5) Hardening and ergonomics

  • Enable services on boot:
# Docker
sudo systemctl enable --now docker

# Podman socket (rootless)
systemctl --user enable --now podman.socket
loginctl enable-linger "$USER"
  • Open firewall ports as needed:

    • Ubuntu UFW:
    sudo ufw allow 22/tcp
    sudo ufw allow 11434/tcp   # Ollama
    sudo ufw allow 3000/tcp    # Open WebUI
    sudo ufw allow 8188/tcp    # ComfyUI
    
    • Fedora/openSUSE firewalld:
    sudo firewall-cmd --add-port=22/tcp --permanent
    sudo firewall-cmd --add-port=11434/tcp --permanent
    sudo firewall-cmd --add-port=3000/tcp --permanent
    sudo firewall-cmd --add-port=8188/tcp --permanent
    sudo firewall-cmd --reload
    
  • Backups and storage:

    • Keep large model files on a dedicated volume (/opt/ai/models).
    • Use version control for configs and scripts.
    • Consider btrfs/ZFS snapshots for quick rollback.
  • Monitoring:

watch -n1 nvidia-smi   # GPU usage (NVIDIA)
htop                   # CPU/memory
docker stats           # Container metrics

Real-world sizing tips

  • General-purpose LLM chat: 8–16 CPU cores, 32–64 GB RAM, 12–24 GB VRAM if you want mid-sized models (7–13B) at decent speed.

  • Image generation: More VRAM helps (12 GB+). A 24 GB GPU is comfortable for SDXL pipelines.

  • Disk: NVMe SSDs dramatically reduce model load times. Budget 50–200 GB for models and checkpoints as you explore.


Conclusion and next steps (CTA)

You now have the essentials to run private, local AI:

  • Base Linux toolset and directories

  • Containers or Python venvs for clean, reproducible experiments

  • Optional GPU acceleration with NVIDIA drivers

  • Real workloads: Ollama + Open WebUI and ComfyUI

Next steps:

  • Add a vector database (Chroma, Qdrant) and build a simple RAG pipeline for your documents.

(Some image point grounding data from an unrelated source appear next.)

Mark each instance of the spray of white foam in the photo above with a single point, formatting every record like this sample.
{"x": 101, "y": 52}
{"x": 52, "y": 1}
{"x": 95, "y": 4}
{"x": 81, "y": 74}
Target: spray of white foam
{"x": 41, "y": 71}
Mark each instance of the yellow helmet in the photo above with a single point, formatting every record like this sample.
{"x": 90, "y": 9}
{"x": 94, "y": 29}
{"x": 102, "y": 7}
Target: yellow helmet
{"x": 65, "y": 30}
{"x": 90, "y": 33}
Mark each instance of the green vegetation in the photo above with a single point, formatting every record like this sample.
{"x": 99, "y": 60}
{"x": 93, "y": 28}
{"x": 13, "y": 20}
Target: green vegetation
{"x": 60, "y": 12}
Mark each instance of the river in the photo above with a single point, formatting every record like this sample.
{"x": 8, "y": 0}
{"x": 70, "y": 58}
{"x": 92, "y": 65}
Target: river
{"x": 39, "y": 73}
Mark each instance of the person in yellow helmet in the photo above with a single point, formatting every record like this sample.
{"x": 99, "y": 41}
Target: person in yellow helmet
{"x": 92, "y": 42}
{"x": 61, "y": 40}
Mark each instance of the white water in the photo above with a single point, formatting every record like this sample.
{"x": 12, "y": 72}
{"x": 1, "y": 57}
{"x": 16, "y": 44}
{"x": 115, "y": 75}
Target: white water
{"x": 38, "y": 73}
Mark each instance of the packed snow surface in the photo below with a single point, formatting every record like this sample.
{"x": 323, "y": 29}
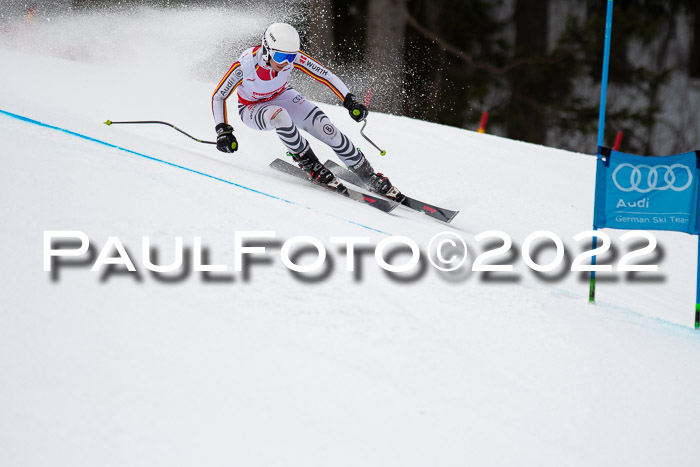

  • Script repeatable setups with Bash and Compose files.

  • Explore scheduling/queuing (systemd timers, cron) and monitoring (Prometheus + Grafana).

  • Benchmark models on your hardware to pick the right size/quantization.

If this helped, try one small project today: install Ollama, pull a 7B model, and wire it to Open WebUI. In under an hour you’ll have your own private assistant — powered by Linux and Bash.